Asked by Dan Lewis on 2019-01-03

I'm trying to find a reliable method for measuring instruction clock cycles on the STM32F429 MCU that incorporates a Cortex-M4 processor. Part of the challenge is that although the core CPU has no cache, ST added their own proprietary ART Accelerator between the flash memory and the CPU. It provides an instruction cache of 1024 bytes and an instruction prefetch that allow the CPU to run at 180 MHz with 0 wait states, even though there is a 5 clock wait state to reload a cache line from flash.
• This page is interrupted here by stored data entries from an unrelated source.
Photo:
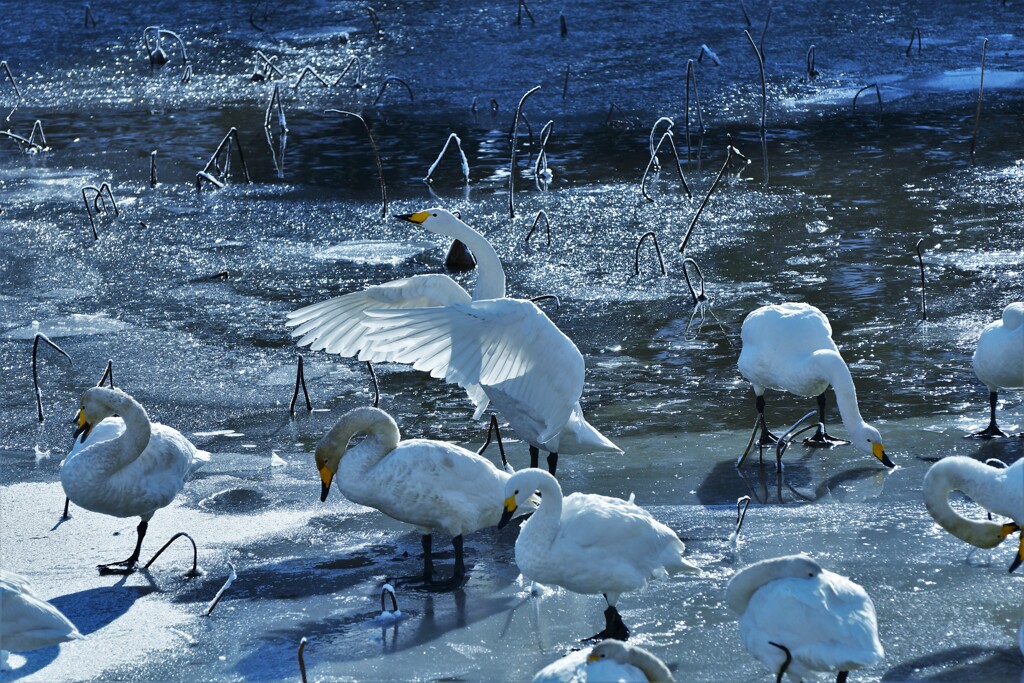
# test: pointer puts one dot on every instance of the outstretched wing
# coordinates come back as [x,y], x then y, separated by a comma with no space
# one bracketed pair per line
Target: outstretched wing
[531,372]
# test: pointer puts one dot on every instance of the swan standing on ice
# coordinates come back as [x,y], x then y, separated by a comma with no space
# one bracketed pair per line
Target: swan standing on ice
[998,360]
[28,622]
[503,351]
[136,469]
[433,485]
[799,619]
[608,660]
[788,347]
[998,491]
[590,544]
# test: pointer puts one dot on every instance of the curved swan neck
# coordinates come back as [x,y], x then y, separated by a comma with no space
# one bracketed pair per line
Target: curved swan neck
[971,477]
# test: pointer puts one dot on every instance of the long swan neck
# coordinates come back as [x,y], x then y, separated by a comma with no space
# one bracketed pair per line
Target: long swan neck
[966,475]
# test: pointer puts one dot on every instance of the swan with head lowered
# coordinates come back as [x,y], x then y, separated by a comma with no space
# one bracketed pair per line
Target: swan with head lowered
[590,544]
[28,622]
[788,347]
[998,360]
[505,352]
[137,468]
[434,485]
[998,491]
[799,619]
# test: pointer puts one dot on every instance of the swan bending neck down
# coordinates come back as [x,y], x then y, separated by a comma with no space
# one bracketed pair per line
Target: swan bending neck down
[798,619]
[590,544]
[28,622]
[433,485]
[998,491]
[133,473]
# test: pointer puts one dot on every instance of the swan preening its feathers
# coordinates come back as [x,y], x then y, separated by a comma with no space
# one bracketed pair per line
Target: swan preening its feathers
[505,352]
[788,347]
[998,360]
[125,466]
[998,491]
[799,619]
[433,485]
[28,622]
[590,544]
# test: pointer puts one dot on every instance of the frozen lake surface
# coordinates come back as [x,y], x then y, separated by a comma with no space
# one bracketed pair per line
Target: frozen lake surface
[186,292]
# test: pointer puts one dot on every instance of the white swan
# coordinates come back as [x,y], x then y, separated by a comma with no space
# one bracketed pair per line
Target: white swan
[998,360]
[136,469]
[590,544]
[503,351]
[998,491]
[798,619]
[28,622]
[433,485]
[609,660]
[788,347]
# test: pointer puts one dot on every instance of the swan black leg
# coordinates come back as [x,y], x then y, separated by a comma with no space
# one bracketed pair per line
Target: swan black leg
[129,565]
[821,438]
[992,430]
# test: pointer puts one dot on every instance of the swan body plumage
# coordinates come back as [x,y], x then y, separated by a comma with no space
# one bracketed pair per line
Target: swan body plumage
[996,489]
[590,544]
[133,467]
[503,351]
[433,485]
[788,347]
[28,622]
[825,621]
[608,662]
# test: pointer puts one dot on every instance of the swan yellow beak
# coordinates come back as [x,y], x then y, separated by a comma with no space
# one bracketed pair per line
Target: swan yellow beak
[880,453]
[417,217]
[326,477]
[510,508]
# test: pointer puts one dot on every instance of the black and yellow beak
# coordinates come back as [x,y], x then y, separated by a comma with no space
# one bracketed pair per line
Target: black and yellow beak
[507,513]
[326,477]
[417,217]
[83,426]
[880,453]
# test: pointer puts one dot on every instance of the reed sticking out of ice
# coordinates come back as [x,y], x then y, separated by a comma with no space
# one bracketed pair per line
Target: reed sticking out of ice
[512,143]
[812,73]
[657,250]
[462,159]
[35,374]
[231,575]
[195,571]
[392,79]
[307,70]
[300,381]
[878,94]
[547,223]
[377,157]
[94,207]
[981,90]
[216,174]
[667,135]
[915,32]
[764,90]
[275,101]
[921,263]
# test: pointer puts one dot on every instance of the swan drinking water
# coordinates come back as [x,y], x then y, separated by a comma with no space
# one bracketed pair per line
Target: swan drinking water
[590,544]
[433,485]
[503,351]
[998,491]
[788,347]
[798,619]
[135,470]
[998,360]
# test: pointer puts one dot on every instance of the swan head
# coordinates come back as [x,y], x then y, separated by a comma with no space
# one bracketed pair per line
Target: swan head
[95,406]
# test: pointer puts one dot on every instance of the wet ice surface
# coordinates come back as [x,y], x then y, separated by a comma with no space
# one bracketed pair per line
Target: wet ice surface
[186,293]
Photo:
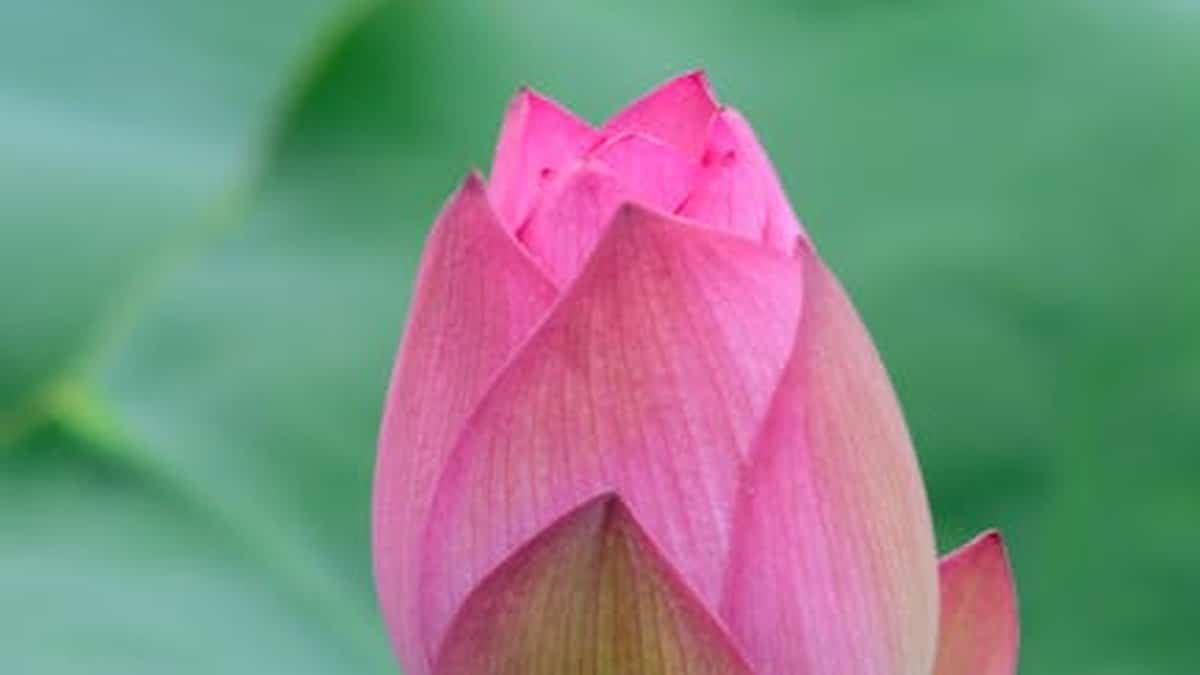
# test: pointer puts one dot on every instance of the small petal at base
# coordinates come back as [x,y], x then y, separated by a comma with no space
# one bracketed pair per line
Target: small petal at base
[588,596]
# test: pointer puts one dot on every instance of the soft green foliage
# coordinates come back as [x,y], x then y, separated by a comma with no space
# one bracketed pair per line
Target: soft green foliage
[210,215]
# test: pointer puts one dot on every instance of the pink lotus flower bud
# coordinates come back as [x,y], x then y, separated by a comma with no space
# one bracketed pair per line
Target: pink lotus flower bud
[636,426]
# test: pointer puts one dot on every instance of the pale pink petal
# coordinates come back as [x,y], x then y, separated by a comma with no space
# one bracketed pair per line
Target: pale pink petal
[589,595]
[737,189]
[477,297]
[979,627]
[833,567]
[677,112]
[538,139]
[575,209]
[649,377]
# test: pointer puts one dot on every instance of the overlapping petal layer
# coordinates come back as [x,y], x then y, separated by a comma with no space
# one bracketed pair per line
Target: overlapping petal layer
[833,568]
[538,138]
[737,189]
[979,627]
[651,378]
[591,596]
[576,207]
[477,296]
[678,112]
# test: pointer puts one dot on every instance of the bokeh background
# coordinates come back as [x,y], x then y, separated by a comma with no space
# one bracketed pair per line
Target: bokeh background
[210,215]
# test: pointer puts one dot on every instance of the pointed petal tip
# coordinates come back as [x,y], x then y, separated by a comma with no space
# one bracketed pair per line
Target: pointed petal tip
[589,585]
[699,77]
[473,181]
[979,617]
[989,542]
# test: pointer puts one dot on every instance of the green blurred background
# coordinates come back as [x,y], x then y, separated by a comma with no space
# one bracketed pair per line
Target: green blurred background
[210,215]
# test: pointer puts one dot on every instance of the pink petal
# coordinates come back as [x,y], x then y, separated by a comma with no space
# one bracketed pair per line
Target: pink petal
[738,191]
[979,628]
[833,545]
[538,139]
[576,208]
[649,377]
[677,112]
[591,593]
[477,297]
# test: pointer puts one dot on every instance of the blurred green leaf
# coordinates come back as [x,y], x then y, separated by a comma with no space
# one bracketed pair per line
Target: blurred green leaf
[1006,187]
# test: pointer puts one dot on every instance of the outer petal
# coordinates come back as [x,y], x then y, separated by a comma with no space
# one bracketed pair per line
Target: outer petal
[677,112]
[591,596]
[576,208]
[648,378]
[979,628]
[738,190]
[477,296]
[538,139]
[833,568]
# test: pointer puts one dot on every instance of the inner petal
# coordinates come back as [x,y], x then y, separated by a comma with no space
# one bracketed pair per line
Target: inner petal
[577,205]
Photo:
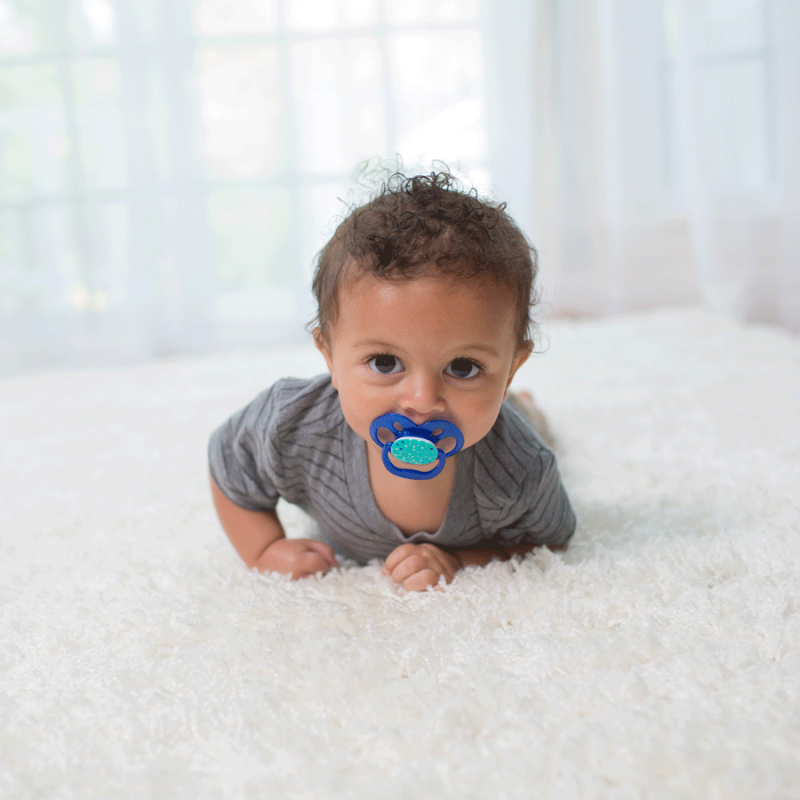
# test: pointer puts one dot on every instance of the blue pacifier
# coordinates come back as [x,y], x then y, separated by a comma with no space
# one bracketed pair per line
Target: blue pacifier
[415,444]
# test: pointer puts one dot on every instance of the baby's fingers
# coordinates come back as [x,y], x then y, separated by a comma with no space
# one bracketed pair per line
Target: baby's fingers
[310,563]
[325,550]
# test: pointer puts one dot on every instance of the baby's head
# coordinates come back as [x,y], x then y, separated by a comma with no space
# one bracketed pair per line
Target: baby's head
[424,307]
[426,226]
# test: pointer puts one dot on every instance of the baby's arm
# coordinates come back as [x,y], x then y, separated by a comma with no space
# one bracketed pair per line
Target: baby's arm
[259,539]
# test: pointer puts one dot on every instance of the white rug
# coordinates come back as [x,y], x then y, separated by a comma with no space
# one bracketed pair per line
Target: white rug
[658,657]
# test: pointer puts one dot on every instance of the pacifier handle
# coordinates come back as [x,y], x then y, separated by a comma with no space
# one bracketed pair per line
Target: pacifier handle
[425,431]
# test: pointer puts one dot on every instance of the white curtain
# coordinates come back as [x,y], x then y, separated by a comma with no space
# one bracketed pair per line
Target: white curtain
[668,155]
[169,168]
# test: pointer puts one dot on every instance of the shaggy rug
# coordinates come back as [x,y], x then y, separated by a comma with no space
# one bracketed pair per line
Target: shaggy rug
[658,657]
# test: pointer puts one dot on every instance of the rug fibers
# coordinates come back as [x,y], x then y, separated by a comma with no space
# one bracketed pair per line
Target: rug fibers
[658,657]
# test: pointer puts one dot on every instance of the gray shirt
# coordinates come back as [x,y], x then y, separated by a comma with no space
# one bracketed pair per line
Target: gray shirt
[293,442]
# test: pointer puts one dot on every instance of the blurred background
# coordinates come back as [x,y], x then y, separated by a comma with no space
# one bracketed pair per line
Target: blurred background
[169,168]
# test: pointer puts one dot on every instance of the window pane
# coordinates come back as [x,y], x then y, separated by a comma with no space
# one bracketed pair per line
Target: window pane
[97,101]
[733,123]
[226,18]
[415,11]
[93,23]
[242,113]
[34,144]
[28,28]
[252,232]
[304,15]
[439,80]
[339,103]
[724,27]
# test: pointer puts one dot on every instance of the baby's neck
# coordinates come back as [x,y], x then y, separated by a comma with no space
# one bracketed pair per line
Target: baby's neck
[413,506]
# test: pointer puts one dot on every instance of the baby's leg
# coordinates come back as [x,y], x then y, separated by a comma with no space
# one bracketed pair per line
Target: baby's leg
[523,402]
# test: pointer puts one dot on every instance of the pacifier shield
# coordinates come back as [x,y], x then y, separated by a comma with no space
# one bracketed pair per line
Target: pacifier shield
[415,444]
[414,450]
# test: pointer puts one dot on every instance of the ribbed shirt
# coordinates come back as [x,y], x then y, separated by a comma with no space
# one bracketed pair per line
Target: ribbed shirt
[293,442]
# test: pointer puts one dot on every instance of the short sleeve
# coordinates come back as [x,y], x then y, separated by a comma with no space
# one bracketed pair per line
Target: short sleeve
[241,454]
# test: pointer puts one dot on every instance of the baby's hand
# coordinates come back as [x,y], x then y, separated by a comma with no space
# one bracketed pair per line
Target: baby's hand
[418,566]
[297,557]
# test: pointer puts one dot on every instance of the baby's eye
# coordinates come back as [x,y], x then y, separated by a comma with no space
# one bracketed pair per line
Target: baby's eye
[462,368]
[385,365]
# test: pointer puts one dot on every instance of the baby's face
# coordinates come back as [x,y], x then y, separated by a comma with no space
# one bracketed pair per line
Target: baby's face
[427,348]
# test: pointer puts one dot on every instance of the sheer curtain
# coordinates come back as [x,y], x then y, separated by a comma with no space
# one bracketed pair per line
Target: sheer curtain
[669,155]
[169,168]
My main program is written in C. It calls an assembly language function that contains the code I'm trying to time. I'm using the DWT cycle counter that is driven directly by the CPU clock. To eliminate the effect of the cache, I'm using the following approach that repeats the execution until the cycle count is stable. I do this twice - (1) to account for the overhead cycles required to read the DWT counter and for the cycles required to simply call and return from a function containing only a BX LR, and (2) to measure the cycle count of the code within TargetFunction (not counting the BL or BX LR instructions that do the call and return).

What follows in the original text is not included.